Plans to introduce measures to tackle violence against women and girls and reduce antisocial behaviour have been welcomed by Staffordshire Police Federation chair Lee Robinson.

Lee was speaking after Labour leader Sir Keir Starmer unveiled his party’s plans for police reform during a visit to Stoke-on-Trent.

In a speech at Port Vale FC, Sir Keir said: “Policing must start to serve women and minorities, no more excuses.

“Modernising the police is also the first step we need to take on halving violence amongst women and girls.”

He said a Labour government would place specialist domestic abuse workers responding to 999 calls in every police control room, and set up a specialist rape unit “in every police force”.

Sir Keir vowed to “reverse the collapse in the proportion of crime solved”and halve levels of violence against women and girls within a decade if he wins power at the next general election.

He also pledged to halve serious violent crime and raise confidence in the police and criminal justice system after Baroness Casey’s report on the Metropolitan Police.

Sir Keir said the importance of  “visible neighbourhood police” was “crystal clear” and repeated a promise to recruit 13,000 extra officers and “get more police on the beat”.

He said Labour would also prioritise “fighting the virus that is anti-social behaviour: fly-tipping, off-road biking in rural areas, drugs”.

Sir Keir said policing “must change” but he warned: “It’s going to be a long, hard road.”

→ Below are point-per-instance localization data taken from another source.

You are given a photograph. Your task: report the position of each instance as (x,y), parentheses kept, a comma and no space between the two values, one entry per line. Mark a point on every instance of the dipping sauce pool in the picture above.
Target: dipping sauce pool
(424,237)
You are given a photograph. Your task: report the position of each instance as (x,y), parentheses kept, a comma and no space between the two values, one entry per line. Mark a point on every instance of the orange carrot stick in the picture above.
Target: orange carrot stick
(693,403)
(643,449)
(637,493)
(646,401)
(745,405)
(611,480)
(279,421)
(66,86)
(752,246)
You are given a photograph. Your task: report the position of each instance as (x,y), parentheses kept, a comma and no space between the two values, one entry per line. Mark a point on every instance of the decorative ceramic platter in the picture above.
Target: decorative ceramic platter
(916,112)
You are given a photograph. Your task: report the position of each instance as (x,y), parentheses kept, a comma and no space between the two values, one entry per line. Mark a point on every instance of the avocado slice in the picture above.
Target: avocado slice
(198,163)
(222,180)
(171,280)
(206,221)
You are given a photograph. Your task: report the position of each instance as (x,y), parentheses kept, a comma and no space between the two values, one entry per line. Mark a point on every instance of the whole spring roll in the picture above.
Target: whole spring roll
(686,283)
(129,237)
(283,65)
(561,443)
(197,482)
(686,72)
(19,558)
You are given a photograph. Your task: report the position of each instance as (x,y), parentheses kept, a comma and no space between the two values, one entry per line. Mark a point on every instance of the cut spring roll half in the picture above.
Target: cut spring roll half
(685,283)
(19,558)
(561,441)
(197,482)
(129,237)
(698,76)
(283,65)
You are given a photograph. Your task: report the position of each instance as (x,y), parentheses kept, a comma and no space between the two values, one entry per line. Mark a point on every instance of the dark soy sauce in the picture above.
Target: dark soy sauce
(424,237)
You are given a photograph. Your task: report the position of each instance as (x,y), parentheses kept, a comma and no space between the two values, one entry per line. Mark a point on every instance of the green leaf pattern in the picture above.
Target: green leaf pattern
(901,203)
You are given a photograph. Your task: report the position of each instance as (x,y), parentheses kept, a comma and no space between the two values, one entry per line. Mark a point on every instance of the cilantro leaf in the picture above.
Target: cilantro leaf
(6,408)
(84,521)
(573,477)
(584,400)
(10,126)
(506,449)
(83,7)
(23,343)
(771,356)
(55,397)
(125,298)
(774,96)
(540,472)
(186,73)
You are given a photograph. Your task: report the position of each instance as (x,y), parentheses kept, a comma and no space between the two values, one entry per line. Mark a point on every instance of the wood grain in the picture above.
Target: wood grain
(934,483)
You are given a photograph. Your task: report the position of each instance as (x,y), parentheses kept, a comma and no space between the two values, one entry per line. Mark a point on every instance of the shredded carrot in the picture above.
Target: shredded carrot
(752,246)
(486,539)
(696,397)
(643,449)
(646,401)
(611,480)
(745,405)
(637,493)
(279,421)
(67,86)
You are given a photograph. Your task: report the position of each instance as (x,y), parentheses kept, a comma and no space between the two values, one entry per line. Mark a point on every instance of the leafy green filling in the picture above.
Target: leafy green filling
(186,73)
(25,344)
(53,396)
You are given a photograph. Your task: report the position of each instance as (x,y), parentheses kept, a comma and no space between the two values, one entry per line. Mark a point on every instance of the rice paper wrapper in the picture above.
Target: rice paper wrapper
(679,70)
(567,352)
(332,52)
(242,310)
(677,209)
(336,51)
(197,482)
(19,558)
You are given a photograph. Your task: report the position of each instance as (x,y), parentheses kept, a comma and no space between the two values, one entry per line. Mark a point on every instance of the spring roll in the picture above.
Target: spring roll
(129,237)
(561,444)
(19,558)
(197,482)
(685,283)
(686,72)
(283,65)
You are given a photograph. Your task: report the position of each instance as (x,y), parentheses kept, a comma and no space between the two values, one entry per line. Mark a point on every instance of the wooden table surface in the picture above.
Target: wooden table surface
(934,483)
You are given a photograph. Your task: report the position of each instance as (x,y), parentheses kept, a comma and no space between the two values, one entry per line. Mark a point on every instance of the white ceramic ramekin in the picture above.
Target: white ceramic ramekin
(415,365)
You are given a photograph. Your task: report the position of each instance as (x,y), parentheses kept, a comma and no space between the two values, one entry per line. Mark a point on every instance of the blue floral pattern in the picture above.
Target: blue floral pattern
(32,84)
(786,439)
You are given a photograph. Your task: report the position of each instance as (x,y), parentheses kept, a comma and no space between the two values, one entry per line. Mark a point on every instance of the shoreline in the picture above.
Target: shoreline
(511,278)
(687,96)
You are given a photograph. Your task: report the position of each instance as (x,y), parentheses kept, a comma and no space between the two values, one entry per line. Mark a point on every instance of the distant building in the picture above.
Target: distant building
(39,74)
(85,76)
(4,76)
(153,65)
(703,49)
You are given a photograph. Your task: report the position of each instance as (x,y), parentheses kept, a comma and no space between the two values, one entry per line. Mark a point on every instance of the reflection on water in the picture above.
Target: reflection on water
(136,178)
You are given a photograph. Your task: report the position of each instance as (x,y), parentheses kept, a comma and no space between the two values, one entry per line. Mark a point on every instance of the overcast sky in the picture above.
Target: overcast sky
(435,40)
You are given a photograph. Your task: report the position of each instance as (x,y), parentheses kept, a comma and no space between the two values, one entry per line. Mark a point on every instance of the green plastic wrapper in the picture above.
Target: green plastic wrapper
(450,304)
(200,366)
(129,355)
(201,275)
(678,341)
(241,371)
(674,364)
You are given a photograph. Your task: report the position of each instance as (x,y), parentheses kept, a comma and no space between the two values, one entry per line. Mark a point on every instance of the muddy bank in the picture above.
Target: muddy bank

Lee said he welcomed reforms that would target men who commit acts of violence against women and girls and get more officers back out on the beat.

He explained: “Policing has been under tremendous pressure for many years but our members are determined to deliver the best possible service for the people of Staffordshire.

“We need to make it clear that violent crime of any kind is totally unacceptable and will not be tolerated.

“We welcome any proposals that help the police target violent offenders and protect the victims of such horrendous crimes.

“Getting more officers on the streets will help reduce crime and antisocial behaviour and also restore public trust and confidence in the police so must be treated as a priority.”